İçinde yaşadığımız topluma özgü
yanlışların karşıtı olan değerleri –aşırı tüketim yerine ekolojik
sürdürülebilirliği, hiyerarşi yerine eşitlikçiliği, benmerkezci rekabet yerine
işbirliğine dayalı cemaati, sömürü yerine adaleti– hayata geçiren yaklaşımlar aracılığıyla
yeni bir kültür yaratabilir ve böylece çoğunluklara güç ve ilham verip
kapitalist endüstri toplumuna olan bağımlılığını ve onunla özdeşleşmesini
sınırlayarak çok daha güzel başka bir dünya inşa edebiliriz.
Nitekim yeniden tasavvur edilen devrimci
çevrecilik ve toplumsal değişim sayesinde, hem gelecekte geniş çaplı kurumsal
değişime zemin hazırlayabilir, hem de hiç vakit kaybetmeden gündelik hayatta
bir devrim başlatarak insani değerleri hayata geçirmek için yeni pratikler ve
kurumlar yaratabiliriz.
ELF Bildirisi
Bütün canlıları özgürleştirme
mücadelesine hoşgeldiniz.
Can çekişen gezegenimizin yakıcı
öfkesiyiz biz.
Açgözlülükten doğan savaşlar dünyayı
mahvediyor ve bütün canlılar günbegün ölüyor.
ELF, sanayiyi tez zamanda yok etmek, zenginleri
yıldırmak ve devletin temellerini sarsmak için uğraşıyor.
Direniş hareketi olarak
benimsediğimiz sosyal ve derin ekolojiyi hayata geçiriyoruz.
Kutsal olan her şeyi cansiperane
savunduğumuzu düşmana göstermemiz gerekiyor.
Hayallerimize erişebilmek için hep
beraber dişimizle tırnağımızla mücadele ediyoruz.
Elimizdeki en büyük silah hayal
gücümüz ve hiç beklenmedik bir anda saldırma yeteneğimiz.
1992’den bu yana, dünyanın dört bir
yanında yeryüzü geceleri ve Cadı Bayramı şenlikleri düzenlendi.

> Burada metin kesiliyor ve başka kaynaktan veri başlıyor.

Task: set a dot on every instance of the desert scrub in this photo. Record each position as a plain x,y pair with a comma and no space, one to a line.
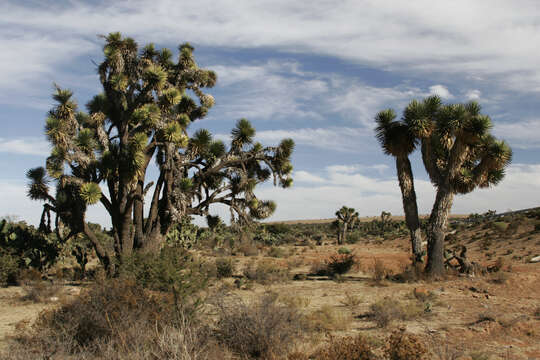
402,346
263,329
340,263
225,267
278,252
266,272
115,319
346,348
9,270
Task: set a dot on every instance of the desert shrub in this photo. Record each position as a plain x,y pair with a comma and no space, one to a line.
340,263
351,300
224,267
248,248
346,348
9,269
387,310
277,252
41,291
261,330
353,237
536,312
318,268
500,226
116,319
328,318
344,250
172,269
266,272
379,270
402,346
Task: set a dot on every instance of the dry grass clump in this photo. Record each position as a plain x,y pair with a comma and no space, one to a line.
266,272
402,346
225,267
351,300
113,320
263,329
379,270
346,348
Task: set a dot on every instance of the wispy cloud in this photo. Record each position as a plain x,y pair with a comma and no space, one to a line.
25,146
521,135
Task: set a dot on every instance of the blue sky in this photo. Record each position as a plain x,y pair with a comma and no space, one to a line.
315,71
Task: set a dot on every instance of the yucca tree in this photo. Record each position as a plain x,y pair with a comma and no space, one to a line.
398,141
345,218
459,155
143,113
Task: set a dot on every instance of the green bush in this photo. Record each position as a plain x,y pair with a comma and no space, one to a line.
173,269
266,272
115,319
224,267
340,263
261,330
9,270
344,250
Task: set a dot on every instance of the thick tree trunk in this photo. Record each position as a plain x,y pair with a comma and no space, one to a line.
436,230
408,195
138,216
101,253
344,235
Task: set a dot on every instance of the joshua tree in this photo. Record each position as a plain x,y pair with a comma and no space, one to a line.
346,218
142,114
397,140
385,218
459,155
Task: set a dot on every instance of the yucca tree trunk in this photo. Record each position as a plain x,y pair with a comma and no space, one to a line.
436,230
102,254
408,195
344,234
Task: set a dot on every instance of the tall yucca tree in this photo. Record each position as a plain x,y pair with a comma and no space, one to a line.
345,218
459,155
397,140
144,113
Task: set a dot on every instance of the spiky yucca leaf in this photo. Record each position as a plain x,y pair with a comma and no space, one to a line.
243,133
200,141
155,76
286,147
86,140
264,209
90,193
175,134
186,184
170,97
38,188
217,148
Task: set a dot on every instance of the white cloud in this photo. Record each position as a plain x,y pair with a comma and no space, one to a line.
25,146
473,94
521,135
371,195
419,35
332,138
441,91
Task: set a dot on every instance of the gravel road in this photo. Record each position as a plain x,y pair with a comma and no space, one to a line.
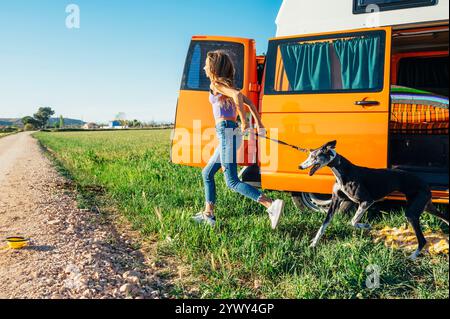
74,253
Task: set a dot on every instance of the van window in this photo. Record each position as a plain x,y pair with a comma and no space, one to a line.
366,6
348,63
194,77
425,73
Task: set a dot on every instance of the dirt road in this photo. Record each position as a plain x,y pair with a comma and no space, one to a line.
74,253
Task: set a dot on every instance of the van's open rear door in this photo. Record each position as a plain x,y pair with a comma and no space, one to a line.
325,87
194,137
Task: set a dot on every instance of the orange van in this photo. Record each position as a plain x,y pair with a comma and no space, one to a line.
381,92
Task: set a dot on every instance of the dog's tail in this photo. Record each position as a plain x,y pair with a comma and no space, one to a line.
430,208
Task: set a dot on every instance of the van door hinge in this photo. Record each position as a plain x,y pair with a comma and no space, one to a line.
254,87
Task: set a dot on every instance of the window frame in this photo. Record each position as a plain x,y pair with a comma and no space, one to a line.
188,61
359,9
272,58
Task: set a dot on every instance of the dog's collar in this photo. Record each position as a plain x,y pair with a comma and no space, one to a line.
335,156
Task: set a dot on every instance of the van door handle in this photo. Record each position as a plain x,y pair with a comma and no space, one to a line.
367,103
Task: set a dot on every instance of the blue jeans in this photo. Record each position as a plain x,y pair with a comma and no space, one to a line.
230,140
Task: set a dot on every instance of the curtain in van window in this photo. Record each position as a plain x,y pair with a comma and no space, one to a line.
360,61
307,65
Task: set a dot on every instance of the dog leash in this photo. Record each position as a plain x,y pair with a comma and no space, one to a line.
303,150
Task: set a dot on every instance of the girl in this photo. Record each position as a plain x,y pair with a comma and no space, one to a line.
228,104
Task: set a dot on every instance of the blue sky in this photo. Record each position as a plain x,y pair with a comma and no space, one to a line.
127,56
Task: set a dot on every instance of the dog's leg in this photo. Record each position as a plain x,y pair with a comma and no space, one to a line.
362,209
336,202
433,211
413,213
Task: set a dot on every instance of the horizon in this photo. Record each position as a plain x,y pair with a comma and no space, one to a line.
114,62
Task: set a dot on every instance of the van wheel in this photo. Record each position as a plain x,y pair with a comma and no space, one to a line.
312,201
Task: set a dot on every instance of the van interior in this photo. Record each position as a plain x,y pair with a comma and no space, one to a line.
420,61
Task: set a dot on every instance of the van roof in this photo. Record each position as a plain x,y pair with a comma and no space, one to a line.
318,16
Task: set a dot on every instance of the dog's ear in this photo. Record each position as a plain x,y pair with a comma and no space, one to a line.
330,145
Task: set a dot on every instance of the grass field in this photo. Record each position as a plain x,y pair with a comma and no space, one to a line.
4,134
242,257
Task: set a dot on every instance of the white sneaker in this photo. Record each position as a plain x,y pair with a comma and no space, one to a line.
202,218
275,211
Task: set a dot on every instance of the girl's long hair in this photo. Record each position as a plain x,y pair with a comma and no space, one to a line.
223,72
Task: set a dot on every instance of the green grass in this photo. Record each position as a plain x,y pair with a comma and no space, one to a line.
242,257
5,134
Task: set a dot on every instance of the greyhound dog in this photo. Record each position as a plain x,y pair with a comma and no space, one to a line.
365,186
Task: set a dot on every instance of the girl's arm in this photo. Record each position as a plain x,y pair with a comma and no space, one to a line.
238,99
254,112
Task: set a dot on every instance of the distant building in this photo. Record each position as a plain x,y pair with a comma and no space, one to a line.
91,126
116,125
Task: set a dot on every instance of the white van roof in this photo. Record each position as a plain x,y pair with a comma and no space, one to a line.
298,17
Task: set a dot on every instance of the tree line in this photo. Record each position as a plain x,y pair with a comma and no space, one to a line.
40,119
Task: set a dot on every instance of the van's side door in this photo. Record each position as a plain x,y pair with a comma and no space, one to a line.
325,87
194,137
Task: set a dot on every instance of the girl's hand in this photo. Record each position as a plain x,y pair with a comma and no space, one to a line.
261,129
245,128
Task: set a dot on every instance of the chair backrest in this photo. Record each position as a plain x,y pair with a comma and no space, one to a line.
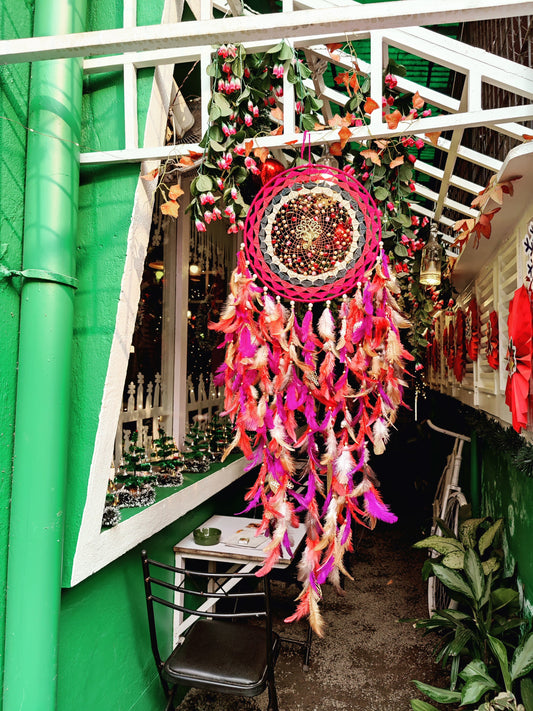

Binlerce buldozer, enerji hattı,
bilgisayar sistemi, bina ve değerli ekipman paramparça edildi.
Yüreğimizdeki cesaret başkalarını da
harekete geçirmesin diye pek çok ELF eylemi halktan gizlendi.
İlham kaynaklarımız Makine Kırıcılar
[Luddistler], Düzleyiciler [Leveller’lar], Kazıcılar [Digger’lar], Alman Autonome işgalevi
hareketi, ALF, Zapatistler, ve hani şu kadim zamanların haşarı
elf’leri olan küçük insanlar.
Tepedekiler, elf diye bir şeye inanmadıklarından
bizleri göremiyor.
Gerçekte görünmeziz.
Ne emir komuta zincirimiz var,
ne sözcülerimiz ne de işyerlerimiz. Kırılgan hedefler peşinde, ayrı ayrı iş
gören küçük gruplardan ibaretiz.
Pek çok elf Pasifik Kuzeybatısı’na
ve başka kutsal yerlere gidiyor.
Kimi elf’ler, sürprizler yapa yapa
yol alacaklar.
Sizler de katılın bu aileye!
Böylece dans ede ede, kurumsal para
sisteminin posasını çıkaralım.
“Fırtınalı gece” diye eylem
grupları kurun, güvendiğiniz arkadaşları cesaretlendirin.
Zira tek yürek olmuş bir
topluluk çok güçlüdür.
Keşif Kolları Kurun:
Planınıza uyan hedefler arayıp bulun
ve ne yapacağınıza karar verin.
Saldırın:
Enerji hatları: elektrik kablolarını
kesin, elektrik direklerinin cıvatalarını ve temellerini sökün, ahşap direkleri
testereyle kesin.
Trafolar: havai fişekler atın,
üstlerine zincirler geçirin ya da patlatın.
Bilgisayarlar: Tesisleri paramparça
edin, yakıp yıkın ya da suya boğun.
Lütfen bunu kendi kullanımıza uygun
olarak geliştirin ve çoğaltıp dağıtın.